Former Cheverus High star Joe Fitzpatrick (27) is the only returning running back this year in the University of Maine backfield. Shawn Patrick Ouellette/Staff Photo

ORONO — The University of Maine football team faces a familiar quandary heading into the season.

Who is going to run the ball?

A year ago, that was the key question coming into training camp after Josh Mack, who led the Football Championship Subdivision in rushing in 2017, transferred to Liberty. He was replaced by Ramon Jefferson, who last year led Maine in rushing and became the first freshman in program history to run for over 1,000 yards.

This year, the Black Bears face the same question after Jefferson was given his release to transfer after he had been suspended by the school for an off-campus incident.

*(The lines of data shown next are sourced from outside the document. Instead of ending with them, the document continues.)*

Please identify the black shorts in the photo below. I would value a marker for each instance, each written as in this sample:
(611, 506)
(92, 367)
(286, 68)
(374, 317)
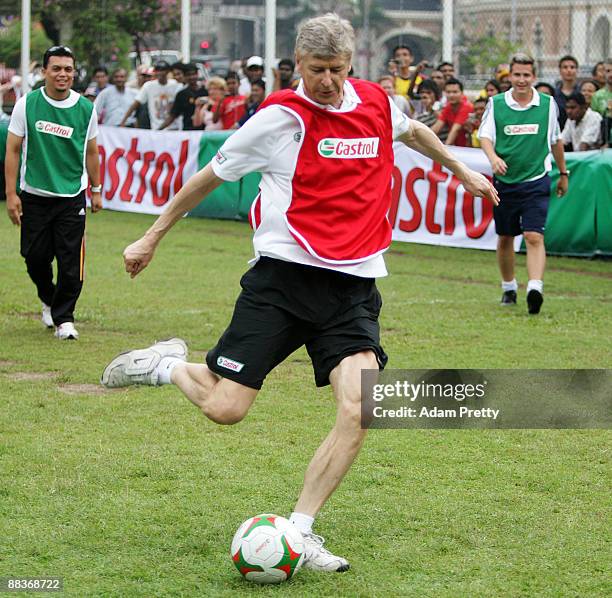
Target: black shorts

The Black Bears, coming off a 10-4 season that saw them reach the FCS semifinals, will begin to find out who steps into that lead running back role Thursday morning, when training camp opens. Junior quarterback Chris Ferguson, entering his third year as Maine’s starter, is confident someone will step forward.

“Obviously there was a scare when Josh Mack left,” said Ferguson. “We had just lost our all-America running back. And now we’ve lost another one. Well, guess what, the same thing is going to happen this year. I think with Josh Mack leaving and Ramon stepping in last year shows what we can do.”


There is reason to be confident. Maine returns a veteran offensive line that features five players who started at least eight games last year, led by junior left guard Liam Dobson, a 6-foot-2 330-pounder from Ottawa, Ontario, who was named to the all-Colonial Athletic Association preseason first team.

Emmanuel Reed

But senior Joe Fitzpatrick, of North Yarmouth and Cheverus, is the only back returning with any game experience for the Black Bears. He played in 13 games last year, rushing for 476 yards and four touchdowns. The rest of the running back group is going to be new, led by a couple of transfers from Football Bowl Subdivision schools – grad student Emmanuel Reed from Buffalo and sophomore Jordan Rowell from Northern Illinois.

Nick Charlton, Maine’s first-year head coach, likes what he’s seen in workouts from the newcomers. But, he added, “At that position, you don’t know what you have until they put pads on on Day Three and they do their thing.”

What both Charlton and Fitzpatrick like about the new backs, including freshman Curtis Murray, is how hard they have worked to learn the offense. “These guys are all eager to learn because they all want to play,” said Fitzpatrick. “And everyone is picking up things faster than I thought, to be honest.”

Jordan Rowell

They see an opportunity to play. “Coach (Charlton) let us know that no one’s job is set in stone,” said Rowell, 6-1, 210 pounds from Elmhurst, Illinois. “That’s something everyone has to hear because even if you were a starter last year, you’ve still got to wake up every day and compete because you still want to carry the ball.

“I see this as a good opportunity, not just for me but all the guys. Everyone is fighting for a spot. Even though Fitz has had touches, I’m sure he’s working his butt off right now so he can keep his spot.”


With his size, Rowell could be the Black Bears top inside runner. But he hasn’t carried the ball in a game since high school, where he rushed for over 6,000 career yards. Reed, 5-8, 195 pounds from Crestview, Florida, also showed inside power while at Buffalo, where he rushed for 1,244 yards and 10 touchdowns in 29 games.

How much playing time they get will be determined by how quickly they learn the offense. “The faster I can learn the playbook, the more reps I can get on the field,” said Rowell.

“We’re learning,” said Reed. “Every day.”

And he knows he can’t relax. “I’ve just got to come in and do what I’ve got to do,” said Reed. “That’s being a great teammate, helping the young guys, working hard. That’s the first thing, working hard, showing the guys that I’m serious, that I want to play. And I have to prove myself every day.”

Maine’s offense is hugely dependent on the running game. Charlton made that clear earlier this week at the annual Maine college football coaches kickoff luncheon in Brunswick. “I believe certain programs have an identity,” he said. “And at UMaine, you have to run the ball.”

Last year Maine’s running game ranked sixth in the Colonial Athletic Association, averaging 134.4 yards per game, to help the Black Bears win the conference title. In 2017, Maine ranked third, averaging 174.2 yards per game. The year before Maine averaged 140.5 yards a game, ranked ninth in the CAA.

Having Fitzpatrick back is important. He played a big role in Jefferson’s development a year ago and has emerged as the leader of this group of running backs.

“That’s something that, when I came here, Nigel Beckford was huge for me, he helped me out a lot,” said Fitzpatrick. “Getting pointers from players can be really helpful. We have great coaches here, but sometimes maybe having the perspective of someone who’s in it with you, as far as going out and practicing every day and having to run the plays … having a few pointers here and there can maybe help you think differently.”